Nel 1946, la chiesa e il convento sono stati affidati ai Frati Francescani dell'Atonement, comunità fondata da P. Paolo Wattson nel 1898 a Graymoor (comune di Garrison, New York).

Nel loro Centro Pro Unione a Piazza Navona, i Frati svolgono il loro ministero ecumenico attraverso corsi di ecumenismo, conferenze, stampa e diffusione in Italia del materiale per la Settimana di Preghiera per l'unità dei Cristiani. Dirigono inoltre una biblioteca pubblica specializzata in teologia ecumenica.

Dal portico si accede al chiostro e alle due stanze al primo piano, trasformate in Museo, dove il 25 aprile 1595 morì il poeta Torquato Tasso e dove sono conservati i manoscritti e antiche edizioni delle sue opere.

Lo visitarono commossi Goethe, Chateaubriand (“uno dei più bei siti della terra”) e Leopardi. Quest’ultimo scrisse al fratello di avere pianto visitando il sepolcro del Tasso: “è il primo e l’unico piacere che ho provato a Roma”. Aggiunse considerazioni sulla sua sublime nudità rispetto ai “superbissimi mausolei” che “si osservano con perfetta indifferenza per la persona cui furono innalzati”. Dentro la chiesa dedicata a Onofrio, santo anacoreta, un dipinto di Antoniazzo Romano mostra il bellissimo volto della sua Madonna circondato di blu, nell’Annunciazione. Fuori dal cancello un cartello avverte: “zona extraterritoriale”.





L’anfiteatro degli Arcadi



Nel 1699 il Duca Don Antonio Maria Salviati fece scavare nel pendio di una collinetta interna al giardino un teatro di forma ovale, con tre ordini di sedili in pietra, per ospitare gli Arcadi. I poeti dell'Arcadia (accademia dell'Arcadia 1690) avevano lo scopo di rievocare una poesia semplice e limpida, vicina ai modelli bucolici greci e dell'elegia latina. Il poeta dell'Arcadia più conosciuto è Pietro Metastasio (pseudonimo di Pietro Trapassi: Roma 1698 - Vienna 1782), le cui opere giustamente più apprezzate sono i melodrammi (la Didone abbandonata), il Demetrio, l'Olimpiade, l'Attilio Regolo e molti altri). Alle spalle di tale anfiteatro degli Arcadi fu creato un parco della rimembranza, dove nel 1921 fu eretto un piccolo monumento alla memoria degli allievi della scuola militare caduti in combattimento.

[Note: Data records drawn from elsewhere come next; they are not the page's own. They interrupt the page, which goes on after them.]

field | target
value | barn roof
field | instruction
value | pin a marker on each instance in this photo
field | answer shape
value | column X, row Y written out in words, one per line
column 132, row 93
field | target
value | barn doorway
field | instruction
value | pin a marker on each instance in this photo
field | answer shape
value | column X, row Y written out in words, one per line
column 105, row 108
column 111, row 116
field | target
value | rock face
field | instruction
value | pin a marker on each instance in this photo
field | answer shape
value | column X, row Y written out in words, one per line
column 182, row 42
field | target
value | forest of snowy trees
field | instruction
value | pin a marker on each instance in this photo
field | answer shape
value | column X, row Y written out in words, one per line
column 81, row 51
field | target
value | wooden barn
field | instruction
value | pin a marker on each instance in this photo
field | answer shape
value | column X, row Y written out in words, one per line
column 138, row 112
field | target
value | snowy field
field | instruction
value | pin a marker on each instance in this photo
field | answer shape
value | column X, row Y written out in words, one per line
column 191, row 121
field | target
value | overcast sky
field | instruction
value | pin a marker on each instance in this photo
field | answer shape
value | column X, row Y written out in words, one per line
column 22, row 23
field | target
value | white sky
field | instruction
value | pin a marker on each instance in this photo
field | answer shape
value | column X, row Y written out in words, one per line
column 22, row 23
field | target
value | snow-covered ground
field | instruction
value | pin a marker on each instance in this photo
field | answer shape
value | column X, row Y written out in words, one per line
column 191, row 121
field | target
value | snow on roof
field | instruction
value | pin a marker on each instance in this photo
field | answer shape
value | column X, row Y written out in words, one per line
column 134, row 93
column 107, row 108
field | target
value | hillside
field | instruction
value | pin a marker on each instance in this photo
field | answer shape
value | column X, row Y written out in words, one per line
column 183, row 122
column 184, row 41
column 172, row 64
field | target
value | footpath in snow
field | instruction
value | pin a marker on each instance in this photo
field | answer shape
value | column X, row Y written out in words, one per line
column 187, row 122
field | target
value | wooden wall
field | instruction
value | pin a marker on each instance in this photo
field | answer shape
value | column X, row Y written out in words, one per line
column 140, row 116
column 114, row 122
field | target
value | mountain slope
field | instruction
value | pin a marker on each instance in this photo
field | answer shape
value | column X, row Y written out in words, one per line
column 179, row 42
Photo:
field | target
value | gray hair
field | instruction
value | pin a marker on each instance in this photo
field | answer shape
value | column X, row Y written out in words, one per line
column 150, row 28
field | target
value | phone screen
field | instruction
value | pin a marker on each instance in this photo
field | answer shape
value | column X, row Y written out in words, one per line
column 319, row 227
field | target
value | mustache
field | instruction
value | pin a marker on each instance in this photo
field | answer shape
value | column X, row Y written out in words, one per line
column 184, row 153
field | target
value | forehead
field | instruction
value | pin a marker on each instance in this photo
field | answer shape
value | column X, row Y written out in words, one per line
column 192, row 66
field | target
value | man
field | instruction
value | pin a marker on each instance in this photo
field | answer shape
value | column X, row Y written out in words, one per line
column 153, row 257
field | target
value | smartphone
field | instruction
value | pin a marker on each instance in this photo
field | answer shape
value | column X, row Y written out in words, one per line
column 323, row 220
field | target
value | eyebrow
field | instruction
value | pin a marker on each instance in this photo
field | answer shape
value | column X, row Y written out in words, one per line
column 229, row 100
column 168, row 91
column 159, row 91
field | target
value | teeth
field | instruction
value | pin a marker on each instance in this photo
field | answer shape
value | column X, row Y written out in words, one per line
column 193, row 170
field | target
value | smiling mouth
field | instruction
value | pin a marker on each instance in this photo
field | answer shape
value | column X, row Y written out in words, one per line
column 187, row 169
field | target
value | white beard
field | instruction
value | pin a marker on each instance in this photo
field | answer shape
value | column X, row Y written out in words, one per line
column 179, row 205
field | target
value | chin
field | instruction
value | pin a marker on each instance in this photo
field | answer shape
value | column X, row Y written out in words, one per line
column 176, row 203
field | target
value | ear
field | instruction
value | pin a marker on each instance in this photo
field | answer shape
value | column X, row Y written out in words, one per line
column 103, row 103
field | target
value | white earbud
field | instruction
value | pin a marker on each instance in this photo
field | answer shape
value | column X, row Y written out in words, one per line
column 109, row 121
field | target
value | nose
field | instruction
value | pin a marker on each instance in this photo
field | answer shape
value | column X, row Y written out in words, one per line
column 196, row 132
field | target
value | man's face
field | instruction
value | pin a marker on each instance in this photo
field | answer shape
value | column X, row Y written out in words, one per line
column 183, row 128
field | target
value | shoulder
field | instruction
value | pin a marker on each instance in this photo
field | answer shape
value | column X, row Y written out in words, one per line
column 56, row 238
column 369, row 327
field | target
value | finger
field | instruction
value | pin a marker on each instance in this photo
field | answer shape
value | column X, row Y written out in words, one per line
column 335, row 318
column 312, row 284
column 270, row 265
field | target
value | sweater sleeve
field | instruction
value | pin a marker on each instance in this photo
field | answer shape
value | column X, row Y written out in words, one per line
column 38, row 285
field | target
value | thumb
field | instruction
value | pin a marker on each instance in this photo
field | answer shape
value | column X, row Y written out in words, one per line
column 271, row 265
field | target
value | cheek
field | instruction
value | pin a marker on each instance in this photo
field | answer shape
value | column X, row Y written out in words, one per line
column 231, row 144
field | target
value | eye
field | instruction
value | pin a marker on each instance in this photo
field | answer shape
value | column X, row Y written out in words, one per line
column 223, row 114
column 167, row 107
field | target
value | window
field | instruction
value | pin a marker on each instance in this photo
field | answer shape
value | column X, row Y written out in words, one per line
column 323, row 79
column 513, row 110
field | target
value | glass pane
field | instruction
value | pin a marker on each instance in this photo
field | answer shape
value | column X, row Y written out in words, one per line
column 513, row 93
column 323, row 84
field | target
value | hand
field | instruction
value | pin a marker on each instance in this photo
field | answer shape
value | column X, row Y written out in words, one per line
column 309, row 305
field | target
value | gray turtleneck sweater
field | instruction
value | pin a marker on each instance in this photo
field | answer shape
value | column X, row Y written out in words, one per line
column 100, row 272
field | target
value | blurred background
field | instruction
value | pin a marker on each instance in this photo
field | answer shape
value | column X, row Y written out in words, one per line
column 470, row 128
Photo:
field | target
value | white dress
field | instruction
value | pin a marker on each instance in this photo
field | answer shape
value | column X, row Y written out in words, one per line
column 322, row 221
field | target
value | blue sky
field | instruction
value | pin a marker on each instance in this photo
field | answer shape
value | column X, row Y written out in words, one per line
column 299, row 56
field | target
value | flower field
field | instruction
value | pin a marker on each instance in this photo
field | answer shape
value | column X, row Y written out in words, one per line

Nel 1938 fu realizzato il sacrario, sul monumento un cartiglio bronzeo a memoria della vittoria nella 1° guerra mondiale, e sullo sfondo l'esedra a gradoni.

Conclusione

In conclusione a questa esposizione, possiamo quindi affermare che la cultura non è un qualcosa che risiede sugli scaffali di una polverosa biblioteca, bensì è attorno a noi, spesso (come nel caso qui esposto) a portata di mano.

La cultura è la coscienza di un popolo; un popolo che sa chi è stato e cosa è stato, sa anche chi sarà e cosa sarà. Al termine del discorso, l’invito che rivolgiamo a tutti è dunque questo: sviluppate la vostra cultura, la quale è ingrediente essenziale della vita di tutti i giorni ed elemento cardine alla base dell’identità nazionale.